Who would be affected

  • Certified behavioral health clinics (CBHCs) that participate in Minnesota’s state-funded or state-regulated behavioral health payment programs.
  • Administrative and billing staff within CBHCs responsible for reimbursement claims and financial planning.
  • State health department or designated payer administrators responsible for setting, updating, and administering CBHC rates and rebasing schedules.

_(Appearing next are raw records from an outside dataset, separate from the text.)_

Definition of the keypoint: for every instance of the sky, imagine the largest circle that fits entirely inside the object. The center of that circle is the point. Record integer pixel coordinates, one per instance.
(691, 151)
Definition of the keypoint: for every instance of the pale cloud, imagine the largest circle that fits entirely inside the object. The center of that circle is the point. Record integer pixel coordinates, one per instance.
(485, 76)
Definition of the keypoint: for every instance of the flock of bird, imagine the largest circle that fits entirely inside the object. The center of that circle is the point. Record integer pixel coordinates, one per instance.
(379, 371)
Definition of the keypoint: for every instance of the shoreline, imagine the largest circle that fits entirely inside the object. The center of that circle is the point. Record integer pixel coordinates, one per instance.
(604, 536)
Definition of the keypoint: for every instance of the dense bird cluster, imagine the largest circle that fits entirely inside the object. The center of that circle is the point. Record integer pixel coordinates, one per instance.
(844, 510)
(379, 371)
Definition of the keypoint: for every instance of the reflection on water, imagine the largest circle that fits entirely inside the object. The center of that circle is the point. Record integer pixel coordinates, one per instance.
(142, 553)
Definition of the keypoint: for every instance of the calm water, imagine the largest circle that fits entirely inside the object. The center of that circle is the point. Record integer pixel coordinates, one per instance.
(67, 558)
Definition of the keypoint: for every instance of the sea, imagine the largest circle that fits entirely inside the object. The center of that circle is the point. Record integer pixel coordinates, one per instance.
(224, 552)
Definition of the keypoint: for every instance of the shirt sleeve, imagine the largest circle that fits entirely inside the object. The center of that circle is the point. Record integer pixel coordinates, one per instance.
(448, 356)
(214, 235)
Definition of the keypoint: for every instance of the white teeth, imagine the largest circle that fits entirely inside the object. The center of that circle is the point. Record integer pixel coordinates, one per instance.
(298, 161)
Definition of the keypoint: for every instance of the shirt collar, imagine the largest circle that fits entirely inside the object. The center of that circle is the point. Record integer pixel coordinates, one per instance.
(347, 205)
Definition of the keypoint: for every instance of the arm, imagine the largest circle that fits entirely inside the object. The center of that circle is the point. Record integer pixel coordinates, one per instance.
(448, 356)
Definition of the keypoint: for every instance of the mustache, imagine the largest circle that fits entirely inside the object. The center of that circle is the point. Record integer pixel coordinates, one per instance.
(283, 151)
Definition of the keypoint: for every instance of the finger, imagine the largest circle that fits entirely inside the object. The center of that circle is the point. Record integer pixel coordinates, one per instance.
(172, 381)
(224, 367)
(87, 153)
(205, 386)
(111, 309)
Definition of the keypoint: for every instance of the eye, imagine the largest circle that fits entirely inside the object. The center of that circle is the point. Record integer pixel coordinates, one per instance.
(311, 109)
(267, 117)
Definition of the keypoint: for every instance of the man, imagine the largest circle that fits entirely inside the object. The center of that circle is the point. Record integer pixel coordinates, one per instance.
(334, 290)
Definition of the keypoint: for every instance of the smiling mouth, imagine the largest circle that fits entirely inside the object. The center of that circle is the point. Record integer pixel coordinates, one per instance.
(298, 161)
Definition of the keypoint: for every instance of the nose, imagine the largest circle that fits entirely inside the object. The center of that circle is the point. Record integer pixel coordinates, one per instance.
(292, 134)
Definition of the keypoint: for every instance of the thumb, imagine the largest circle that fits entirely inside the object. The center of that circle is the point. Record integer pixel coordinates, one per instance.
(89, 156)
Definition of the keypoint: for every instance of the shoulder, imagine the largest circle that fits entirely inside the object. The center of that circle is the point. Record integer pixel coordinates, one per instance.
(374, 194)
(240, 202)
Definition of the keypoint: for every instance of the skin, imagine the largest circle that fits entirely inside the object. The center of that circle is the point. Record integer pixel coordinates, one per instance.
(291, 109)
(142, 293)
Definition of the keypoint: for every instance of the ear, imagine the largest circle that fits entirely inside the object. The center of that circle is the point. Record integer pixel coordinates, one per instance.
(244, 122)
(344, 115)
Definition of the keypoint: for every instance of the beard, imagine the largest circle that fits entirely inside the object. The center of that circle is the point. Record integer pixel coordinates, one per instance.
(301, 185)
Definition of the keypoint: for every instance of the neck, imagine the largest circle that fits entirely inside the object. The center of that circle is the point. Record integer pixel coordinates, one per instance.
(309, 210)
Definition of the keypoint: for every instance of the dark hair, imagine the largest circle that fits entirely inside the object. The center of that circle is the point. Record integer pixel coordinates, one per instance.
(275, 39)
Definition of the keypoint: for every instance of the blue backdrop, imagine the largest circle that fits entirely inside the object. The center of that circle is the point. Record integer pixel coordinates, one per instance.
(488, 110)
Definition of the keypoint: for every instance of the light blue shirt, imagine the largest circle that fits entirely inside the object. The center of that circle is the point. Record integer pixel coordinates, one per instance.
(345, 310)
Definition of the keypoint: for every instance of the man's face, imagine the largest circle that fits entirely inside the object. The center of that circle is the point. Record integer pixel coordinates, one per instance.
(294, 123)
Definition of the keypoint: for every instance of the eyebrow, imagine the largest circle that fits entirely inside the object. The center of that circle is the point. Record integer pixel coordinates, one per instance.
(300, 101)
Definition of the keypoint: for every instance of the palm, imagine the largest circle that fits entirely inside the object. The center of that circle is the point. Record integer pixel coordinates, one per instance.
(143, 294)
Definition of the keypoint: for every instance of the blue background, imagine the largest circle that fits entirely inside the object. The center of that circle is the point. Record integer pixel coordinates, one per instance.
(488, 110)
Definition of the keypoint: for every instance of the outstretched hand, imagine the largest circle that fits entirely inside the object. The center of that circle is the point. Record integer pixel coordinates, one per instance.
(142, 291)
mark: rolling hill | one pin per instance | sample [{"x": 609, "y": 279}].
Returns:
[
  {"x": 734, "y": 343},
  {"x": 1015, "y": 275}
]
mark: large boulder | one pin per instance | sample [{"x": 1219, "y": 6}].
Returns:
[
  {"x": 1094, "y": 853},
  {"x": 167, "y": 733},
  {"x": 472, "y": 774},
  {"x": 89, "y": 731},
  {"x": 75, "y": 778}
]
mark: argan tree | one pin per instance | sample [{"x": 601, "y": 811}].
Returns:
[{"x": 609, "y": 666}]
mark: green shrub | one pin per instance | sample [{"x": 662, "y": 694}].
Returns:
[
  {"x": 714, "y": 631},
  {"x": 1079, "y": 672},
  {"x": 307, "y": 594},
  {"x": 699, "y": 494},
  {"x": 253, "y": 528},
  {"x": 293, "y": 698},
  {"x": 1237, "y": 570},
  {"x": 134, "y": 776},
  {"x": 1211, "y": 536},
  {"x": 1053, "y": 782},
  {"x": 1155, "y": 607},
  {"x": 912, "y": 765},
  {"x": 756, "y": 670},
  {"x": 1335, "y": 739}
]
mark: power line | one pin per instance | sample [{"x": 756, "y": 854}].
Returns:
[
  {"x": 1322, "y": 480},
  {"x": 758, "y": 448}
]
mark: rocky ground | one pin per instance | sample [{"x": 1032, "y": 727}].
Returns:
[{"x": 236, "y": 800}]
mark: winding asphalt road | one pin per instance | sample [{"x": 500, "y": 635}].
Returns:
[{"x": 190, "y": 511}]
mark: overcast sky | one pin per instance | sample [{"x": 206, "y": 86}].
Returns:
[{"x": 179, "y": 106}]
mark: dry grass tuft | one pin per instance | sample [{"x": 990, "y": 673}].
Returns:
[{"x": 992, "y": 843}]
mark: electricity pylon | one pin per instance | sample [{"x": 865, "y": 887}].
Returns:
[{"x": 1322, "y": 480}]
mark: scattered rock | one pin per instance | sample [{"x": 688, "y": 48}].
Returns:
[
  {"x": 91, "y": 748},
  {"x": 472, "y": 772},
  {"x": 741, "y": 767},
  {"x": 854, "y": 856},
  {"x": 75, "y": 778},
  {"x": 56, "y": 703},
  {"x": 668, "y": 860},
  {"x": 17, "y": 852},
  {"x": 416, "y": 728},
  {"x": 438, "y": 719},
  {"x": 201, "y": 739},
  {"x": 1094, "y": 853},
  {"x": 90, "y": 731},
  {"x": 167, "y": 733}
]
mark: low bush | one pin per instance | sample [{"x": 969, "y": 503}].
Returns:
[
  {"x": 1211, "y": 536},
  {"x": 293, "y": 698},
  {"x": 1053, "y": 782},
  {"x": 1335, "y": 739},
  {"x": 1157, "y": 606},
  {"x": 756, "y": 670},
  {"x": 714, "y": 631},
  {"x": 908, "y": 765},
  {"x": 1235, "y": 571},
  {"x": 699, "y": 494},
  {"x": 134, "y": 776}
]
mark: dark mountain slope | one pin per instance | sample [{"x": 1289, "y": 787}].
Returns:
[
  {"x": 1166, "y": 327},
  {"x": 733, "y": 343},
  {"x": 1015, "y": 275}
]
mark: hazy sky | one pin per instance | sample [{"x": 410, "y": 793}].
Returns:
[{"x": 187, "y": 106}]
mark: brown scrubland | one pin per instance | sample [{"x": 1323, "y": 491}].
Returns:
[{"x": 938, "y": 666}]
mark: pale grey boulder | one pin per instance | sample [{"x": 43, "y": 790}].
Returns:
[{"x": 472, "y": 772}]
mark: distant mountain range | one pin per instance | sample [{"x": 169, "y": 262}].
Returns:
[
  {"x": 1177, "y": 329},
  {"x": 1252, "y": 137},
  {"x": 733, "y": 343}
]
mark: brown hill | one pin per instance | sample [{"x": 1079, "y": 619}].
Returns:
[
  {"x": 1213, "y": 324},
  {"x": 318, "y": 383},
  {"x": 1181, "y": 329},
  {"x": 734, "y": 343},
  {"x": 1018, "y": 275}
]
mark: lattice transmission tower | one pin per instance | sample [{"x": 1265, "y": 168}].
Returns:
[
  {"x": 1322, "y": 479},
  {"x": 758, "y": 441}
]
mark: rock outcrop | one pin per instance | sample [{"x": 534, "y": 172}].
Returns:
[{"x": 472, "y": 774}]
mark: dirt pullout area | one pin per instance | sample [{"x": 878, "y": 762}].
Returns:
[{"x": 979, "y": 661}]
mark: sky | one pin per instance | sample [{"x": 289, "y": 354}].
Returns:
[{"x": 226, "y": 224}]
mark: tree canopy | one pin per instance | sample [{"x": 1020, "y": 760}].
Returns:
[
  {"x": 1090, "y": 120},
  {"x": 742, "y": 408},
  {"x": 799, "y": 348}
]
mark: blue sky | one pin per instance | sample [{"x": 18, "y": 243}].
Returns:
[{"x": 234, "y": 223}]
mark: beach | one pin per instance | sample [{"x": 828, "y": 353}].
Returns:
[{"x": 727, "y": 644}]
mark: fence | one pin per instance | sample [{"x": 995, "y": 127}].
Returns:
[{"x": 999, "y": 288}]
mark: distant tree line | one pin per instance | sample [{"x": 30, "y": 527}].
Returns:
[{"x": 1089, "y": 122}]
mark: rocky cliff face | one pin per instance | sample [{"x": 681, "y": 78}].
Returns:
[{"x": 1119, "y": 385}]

Procedural and timeline aspects

  • Introduction and first reading on March 25, 2026.
  • Referred to Health and Human Services on March 25, 2026.
  • As a bill with an initial reading and referral, subsequent steps would typically include committee hearings, potential amendments, floor debate, and passage by the Senate before moving to conference or governor consideration, depending on Minnesota’s legislative process for the 2025-2026 session.

Practical implications

  • Clinics may see changes in quarterly or annual revenue depending on the direction of rate changes and the frequency of rebasing.
  • Transitional payments or gradual implementation could mitigate financial disruption.
  • Clearer, data-driven rebasing could align reimbursement more closely with current costs and service delivery needs.

Additional notes

  • The bill lists John Jasinski as a co-sponsor.
  • Public details such as the exact numerical rate tables, rebasing formulas, or implementation dates are not provided in the summary but would be contained in the full bill text and fiscal notes once released.

Compiled from official sources — confirm details with the bill’s official record.